Dr. Jason Hickel is an economic anthropologist, author, and a Fellow of the Royal Society of Arts.  He is Professor at the Institute for Environmental Science and Technology at the Autonomous University of Barcelona, Visiting Senior Fellow at the International Inequalities Institute at the London School of Economics, and Chair Professor of Global Justice and the Environment at the University of Oslo. He is Associate Editor of the journal World Development, and serves on the Climate and Macroeconomics Roundtable of the National Academy of Sciences, the Statistical Advisory Panel for the UN Human Development Report, the advisory board of the Green New Deal for Europe, the Harvard-Lancet Commission on Reparations and Redistributive Justice, and the Lancet Commission on Sustainable Health.

Jason's research focuses on global political economy, inequality, and ecological economics, which are the subjects of his two most recent books: The Divide: A Brief Guide to Global Inequality and its Solutions (Penguin, 2017), and Less is More: How Degrowth Will Save the World (Penguin, 2020), which was listed by the Financial Times and New Scientist as a book of the year.

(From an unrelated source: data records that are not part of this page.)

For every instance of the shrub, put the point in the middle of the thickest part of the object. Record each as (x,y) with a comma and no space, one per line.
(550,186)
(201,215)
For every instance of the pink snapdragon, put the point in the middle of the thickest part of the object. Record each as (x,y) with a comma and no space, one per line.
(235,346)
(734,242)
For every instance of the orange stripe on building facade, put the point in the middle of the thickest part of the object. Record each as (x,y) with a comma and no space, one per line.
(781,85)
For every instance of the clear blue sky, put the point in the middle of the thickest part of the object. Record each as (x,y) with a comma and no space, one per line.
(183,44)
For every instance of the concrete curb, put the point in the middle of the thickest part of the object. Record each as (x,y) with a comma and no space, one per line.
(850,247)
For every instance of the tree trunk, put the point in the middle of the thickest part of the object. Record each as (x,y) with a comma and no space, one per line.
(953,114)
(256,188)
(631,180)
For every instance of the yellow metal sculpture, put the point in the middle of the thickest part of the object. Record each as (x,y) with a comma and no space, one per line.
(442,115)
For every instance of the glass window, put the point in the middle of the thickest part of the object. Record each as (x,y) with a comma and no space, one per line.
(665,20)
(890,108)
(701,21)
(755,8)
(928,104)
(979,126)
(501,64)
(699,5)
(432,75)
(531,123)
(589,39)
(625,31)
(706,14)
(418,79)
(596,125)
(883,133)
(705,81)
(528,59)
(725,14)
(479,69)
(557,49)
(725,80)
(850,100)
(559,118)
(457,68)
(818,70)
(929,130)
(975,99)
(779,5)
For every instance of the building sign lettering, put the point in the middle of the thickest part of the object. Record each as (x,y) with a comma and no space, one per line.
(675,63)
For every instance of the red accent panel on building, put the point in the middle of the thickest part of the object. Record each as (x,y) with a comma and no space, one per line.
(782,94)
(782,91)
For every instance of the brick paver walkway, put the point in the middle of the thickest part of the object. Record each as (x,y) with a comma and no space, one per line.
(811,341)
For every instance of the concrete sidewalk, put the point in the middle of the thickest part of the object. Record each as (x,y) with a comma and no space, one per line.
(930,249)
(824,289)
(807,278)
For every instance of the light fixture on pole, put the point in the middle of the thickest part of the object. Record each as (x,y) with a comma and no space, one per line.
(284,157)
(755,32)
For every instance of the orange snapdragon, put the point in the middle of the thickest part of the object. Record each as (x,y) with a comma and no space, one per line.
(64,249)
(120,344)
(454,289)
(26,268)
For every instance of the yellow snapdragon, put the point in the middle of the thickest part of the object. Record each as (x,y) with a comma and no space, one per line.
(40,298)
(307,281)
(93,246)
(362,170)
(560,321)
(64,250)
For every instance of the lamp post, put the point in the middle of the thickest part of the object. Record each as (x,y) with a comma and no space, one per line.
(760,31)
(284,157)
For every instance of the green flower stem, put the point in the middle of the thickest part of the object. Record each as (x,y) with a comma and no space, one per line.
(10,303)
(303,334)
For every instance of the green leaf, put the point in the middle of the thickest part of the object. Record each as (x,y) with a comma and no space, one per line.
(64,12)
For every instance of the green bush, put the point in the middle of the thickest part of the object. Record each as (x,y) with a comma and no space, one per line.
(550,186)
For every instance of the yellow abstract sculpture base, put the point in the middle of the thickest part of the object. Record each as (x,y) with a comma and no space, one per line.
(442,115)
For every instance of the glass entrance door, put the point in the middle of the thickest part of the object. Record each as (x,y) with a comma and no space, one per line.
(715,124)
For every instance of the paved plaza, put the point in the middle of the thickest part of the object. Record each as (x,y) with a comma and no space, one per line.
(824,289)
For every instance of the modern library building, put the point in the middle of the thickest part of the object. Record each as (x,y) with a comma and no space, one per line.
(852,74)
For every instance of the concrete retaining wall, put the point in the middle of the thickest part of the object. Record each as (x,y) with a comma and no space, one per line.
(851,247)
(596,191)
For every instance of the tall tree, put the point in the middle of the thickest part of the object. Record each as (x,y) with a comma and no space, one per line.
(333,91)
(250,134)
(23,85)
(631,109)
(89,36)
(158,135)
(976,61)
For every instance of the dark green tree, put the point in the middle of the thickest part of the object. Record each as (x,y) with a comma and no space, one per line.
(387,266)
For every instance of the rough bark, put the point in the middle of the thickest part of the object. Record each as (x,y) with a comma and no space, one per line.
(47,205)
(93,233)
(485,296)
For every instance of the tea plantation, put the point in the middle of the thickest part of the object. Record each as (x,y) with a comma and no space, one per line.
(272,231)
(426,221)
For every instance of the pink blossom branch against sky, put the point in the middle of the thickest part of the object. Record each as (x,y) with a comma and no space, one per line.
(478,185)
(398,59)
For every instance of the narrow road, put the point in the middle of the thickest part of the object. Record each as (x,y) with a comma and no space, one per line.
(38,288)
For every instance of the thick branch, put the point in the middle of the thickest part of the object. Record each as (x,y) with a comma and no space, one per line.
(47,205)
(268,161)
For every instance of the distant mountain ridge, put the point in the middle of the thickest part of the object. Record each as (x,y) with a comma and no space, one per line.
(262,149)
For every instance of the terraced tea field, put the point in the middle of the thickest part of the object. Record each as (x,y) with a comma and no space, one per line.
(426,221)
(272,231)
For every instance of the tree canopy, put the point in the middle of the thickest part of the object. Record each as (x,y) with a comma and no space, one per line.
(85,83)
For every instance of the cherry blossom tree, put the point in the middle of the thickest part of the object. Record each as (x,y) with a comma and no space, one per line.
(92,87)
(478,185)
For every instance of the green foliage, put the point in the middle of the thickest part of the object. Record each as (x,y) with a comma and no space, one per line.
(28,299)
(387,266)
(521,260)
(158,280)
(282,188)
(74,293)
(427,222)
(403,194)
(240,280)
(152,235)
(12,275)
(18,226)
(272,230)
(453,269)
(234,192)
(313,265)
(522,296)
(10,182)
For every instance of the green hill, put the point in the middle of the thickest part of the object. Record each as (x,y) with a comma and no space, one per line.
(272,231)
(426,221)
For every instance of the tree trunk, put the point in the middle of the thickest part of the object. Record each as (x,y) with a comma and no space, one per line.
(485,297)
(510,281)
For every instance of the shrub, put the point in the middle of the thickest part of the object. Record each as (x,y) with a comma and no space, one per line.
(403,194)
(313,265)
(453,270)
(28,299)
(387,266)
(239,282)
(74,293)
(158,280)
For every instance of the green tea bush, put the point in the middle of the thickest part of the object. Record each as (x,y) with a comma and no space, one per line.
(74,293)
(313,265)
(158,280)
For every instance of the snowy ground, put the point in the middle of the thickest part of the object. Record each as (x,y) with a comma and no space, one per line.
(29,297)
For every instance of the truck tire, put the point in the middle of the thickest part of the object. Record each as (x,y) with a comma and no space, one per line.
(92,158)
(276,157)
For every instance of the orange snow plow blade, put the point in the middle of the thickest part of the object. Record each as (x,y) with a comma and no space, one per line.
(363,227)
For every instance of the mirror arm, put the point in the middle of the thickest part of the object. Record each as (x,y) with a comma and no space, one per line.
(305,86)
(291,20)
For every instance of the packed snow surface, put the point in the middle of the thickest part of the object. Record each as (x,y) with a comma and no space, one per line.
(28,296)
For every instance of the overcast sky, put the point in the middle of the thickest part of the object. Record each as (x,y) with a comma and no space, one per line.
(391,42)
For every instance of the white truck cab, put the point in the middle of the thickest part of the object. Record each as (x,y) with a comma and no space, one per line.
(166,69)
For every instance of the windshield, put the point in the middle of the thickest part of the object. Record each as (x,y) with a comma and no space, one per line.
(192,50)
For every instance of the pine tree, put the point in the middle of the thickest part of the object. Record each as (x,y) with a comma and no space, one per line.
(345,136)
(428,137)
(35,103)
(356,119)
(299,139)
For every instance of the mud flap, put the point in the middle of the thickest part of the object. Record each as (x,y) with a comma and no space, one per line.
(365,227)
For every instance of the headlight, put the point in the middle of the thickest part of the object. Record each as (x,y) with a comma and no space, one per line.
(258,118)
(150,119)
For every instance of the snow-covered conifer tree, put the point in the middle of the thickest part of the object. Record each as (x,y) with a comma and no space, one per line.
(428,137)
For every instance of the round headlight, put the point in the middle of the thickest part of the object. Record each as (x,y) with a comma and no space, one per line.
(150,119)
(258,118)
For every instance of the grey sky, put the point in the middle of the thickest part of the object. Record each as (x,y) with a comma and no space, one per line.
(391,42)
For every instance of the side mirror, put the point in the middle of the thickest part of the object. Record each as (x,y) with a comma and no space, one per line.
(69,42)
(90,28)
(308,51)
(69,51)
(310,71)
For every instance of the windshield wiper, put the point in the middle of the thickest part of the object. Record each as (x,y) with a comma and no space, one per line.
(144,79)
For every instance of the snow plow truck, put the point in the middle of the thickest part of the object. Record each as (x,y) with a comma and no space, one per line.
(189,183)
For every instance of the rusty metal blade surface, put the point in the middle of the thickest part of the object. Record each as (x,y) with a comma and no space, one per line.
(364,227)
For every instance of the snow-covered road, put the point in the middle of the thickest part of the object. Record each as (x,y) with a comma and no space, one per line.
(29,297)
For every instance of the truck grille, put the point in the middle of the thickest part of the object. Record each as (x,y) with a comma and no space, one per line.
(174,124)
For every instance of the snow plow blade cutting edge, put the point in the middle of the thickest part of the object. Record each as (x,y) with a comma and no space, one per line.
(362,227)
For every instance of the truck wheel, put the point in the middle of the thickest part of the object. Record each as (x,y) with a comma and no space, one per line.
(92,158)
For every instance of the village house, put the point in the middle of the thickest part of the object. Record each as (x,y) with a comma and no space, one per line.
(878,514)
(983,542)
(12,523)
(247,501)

Jason's ethnographic work focuses on colonialism, anti-colonial struggles and the labour movement in South Africa, which is the subject of his first book, Democracy as Death: The Moral Order of Anti-Liberal Politics in South Africa (University of California Press, 2015). He is co-editor of two additional ethnographic volumes: Ekhaya: The Politics of Home in KwaZulu-Natal (University of KwaZulu-Natal Press, 2014) and Hierarchy and Value: Comparative Perspectives on Moral Order (Berghahn, 2018).